Moment Two: October 21, 1984: Second Debate Against Walter Mondale
In his first debate against challenger Walter Mondale, Mr. Reagan appeared sluggish. So he anticipated he would be questioned about his age during the second debate (he was 73 at the time).
When The Baltimore Sun’s Henry Trewhitt asked about his fitness for office, Mr. Reagan pounced with a now iconic line that perfectly demonstrates how humor, paired with a total lack of defensiveness, can be the best tonic to disarm one’s critics.
Moment Three: January 28, 1986: The Challenger Disaster
For my generation (I was born in the early 1970s), the Challenger explosion was our “Kennedy assassination” moment – everyone I know remembers exactly where they were when they heard the news.
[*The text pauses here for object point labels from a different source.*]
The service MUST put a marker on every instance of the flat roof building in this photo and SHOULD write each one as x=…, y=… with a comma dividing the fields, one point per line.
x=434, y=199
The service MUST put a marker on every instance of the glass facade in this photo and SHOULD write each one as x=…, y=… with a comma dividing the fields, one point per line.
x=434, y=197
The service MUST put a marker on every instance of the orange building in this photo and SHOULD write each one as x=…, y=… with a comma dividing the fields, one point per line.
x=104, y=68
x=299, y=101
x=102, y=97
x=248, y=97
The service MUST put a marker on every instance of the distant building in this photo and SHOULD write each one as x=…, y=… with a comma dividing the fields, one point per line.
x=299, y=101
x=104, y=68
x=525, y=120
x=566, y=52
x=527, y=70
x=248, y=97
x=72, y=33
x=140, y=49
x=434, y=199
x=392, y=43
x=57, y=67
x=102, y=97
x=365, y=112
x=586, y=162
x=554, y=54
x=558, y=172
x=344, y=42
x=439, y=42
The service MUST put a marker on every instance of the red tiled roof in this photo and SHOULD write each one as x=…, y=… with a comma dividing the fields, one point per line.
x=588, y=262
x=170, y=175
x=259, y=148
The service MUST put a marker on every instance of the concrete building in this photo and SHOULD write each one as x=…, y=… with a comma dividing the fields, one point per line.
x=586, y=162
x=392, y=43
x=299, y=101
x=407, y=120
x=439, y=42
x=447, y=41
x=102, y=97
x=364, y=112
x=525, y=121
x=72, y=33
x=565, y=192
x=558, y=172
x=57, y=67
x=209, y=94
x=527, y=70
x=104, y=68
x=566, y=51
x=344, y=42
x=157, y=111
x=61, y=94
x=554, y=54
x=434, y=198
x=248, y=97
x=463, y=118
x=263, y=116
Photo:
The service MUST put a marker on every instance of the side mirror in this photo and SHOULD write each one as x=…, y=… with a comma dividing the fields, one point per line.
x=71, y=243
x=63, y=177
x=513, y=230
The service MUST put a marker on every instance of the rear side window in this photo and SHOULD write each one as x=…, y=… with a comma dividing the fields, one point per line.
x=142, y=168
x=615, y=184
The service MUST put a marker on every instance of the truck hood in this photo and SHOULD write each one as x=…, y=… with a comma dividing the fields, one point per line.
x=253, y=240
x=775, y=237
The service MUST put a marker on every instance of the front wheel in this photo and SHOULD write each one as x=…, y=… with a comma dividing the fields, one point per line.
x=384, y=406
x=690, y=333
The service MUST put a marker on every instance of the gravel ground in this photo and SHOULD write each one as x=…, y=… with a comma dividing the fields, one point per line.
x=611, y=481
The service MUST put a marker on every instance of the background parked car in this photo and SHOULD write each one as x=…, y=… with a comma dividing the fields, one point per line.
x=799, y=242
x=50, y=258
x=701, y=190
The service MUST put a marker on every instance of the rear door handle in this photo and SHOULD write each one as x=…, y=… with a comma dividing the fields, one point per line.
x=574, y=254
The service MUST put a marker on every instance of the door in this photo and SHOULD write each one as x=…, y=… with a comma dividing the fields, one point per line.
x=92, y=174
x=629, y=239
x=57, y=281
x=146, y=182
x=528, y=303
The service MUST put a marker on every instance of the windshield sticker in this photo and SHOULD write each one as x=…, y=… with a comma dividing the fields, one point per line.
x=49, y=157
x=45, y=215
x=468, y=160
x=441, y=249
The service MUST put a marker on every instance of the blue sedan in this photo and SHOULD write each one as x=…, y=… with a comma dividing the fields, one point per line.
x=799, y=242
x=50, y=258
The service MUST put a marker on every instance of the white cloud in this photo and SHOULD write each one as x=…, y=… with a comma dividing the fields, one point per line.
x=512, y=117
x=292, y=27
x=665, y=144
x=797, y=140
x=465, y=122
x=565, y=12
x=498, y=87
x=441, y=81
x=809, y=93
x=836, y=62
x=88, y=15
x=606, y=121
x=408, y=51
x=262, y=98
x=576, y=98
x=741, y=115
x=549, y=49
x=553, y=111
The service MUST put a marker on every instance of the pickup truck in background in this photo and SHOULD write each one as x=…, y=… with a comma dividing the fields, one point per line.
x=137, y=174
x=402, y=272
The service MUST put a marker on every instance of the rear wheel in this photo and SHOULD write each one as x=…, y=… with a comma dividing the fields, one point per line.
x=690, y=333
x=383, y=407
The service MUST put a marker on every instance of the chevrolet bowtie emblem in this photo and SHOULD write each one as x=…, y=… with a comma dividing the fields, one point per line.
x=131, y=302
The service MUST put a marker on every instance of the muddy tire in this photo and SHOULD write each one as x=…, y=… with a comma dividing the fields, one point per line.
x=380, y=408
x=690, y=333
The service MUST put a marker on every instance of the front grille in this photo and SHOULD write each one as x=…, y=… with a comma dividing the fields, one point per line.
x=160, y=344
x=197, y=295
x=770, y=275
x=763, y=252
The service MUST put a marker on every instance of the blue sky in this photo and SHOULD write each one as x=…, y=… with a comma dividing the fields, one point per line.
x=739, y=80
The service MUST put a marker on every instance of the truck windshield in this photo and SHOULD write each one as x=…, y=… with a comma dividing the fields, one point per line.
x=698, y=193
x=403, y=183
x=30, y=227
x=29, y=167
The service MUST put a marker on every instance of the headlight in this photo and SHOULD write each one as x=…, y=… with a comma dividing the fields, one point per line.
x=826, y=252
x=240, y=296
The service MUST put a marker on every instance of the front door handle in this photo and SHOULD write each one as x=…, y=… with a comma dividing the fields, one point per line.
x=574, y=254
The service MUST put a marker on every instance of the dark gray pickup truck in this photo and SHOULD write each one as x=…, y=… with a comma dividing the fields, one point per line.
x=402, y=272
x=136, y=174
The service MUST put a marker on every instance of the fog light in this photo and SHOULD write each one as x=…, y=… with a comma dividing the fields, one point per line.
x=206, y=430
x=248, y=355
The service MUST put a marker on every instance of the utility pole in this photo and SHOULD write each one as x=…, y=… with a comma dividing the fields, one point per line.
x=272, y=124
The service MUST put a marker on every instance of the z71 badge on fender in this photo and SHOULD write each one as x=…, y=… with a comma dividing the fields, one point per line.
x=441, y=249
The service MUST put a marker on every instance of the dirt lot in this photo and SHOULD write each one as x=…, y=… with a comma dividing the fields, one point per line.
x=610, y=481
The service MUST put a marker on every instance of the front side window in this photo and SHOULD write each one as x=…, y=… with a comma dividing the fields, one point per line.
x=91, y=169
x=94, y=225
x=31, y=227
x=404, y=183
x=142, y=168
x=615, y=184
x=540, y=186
President Reagan took to the airwaves that evening, pain etched on his face as it was on ours. He struck a perfect tone on that night – sensitive but unwavering, avuncular but direct. If ever a president delivered the closing line of a speech better than this, I haven’t seen it:
“We will never forget them, nor the last time we saw them this morning, as they prepared for their journey and waved goodbye – and slipped the surly bonds of Earth to touch the face of God.”
Moment Four: June 12, 1987: “Mr. Gorbachev, Tear Down This Wall”
Coming toward the end of the Cold War, Mr. Reagan’s demand of his Soviet counterpart represented the perfect media sound bite. The oft-repeated phrase left no room for confusion – Mr. Reagan wanted the Berlin Wall down, and now.
Notice how he waited for the crowd’s cheers to die down before delivering the line. He knew its power, and wanted to deliver the television-friendly phrase in the most impactful manner possible.
Less than three years later, the Wall was gone. Mr. Reagan’s speech wasn’t solely responsible, of course – but it was a crucial moment in the Wall’s history.
Moment Five: January 11, 1989: Farewell Address From The Oval Office
This speech is best remembered for Reagan’s reference to a “shining city upon a hill.” But upon watching this video, I was struck more by his analysis of his nickname, “The Great Communicator.”
“I never thought it was my style that made a difference,” he said. “It was the content.”
I’m not sure he was right. He didn’t sweep 49 states in 1984 due to his policy positions alone; rather, his ability to use his oratorical gifts helped him reach voters who wouldn’t ordinarily give an “R” another look.
His farewell address feels other-generational. If a president infused an address with this much poetry today, it would almost certainly be mocked as “cheesy.” But Reagan pulled it off, and it’s worth a look.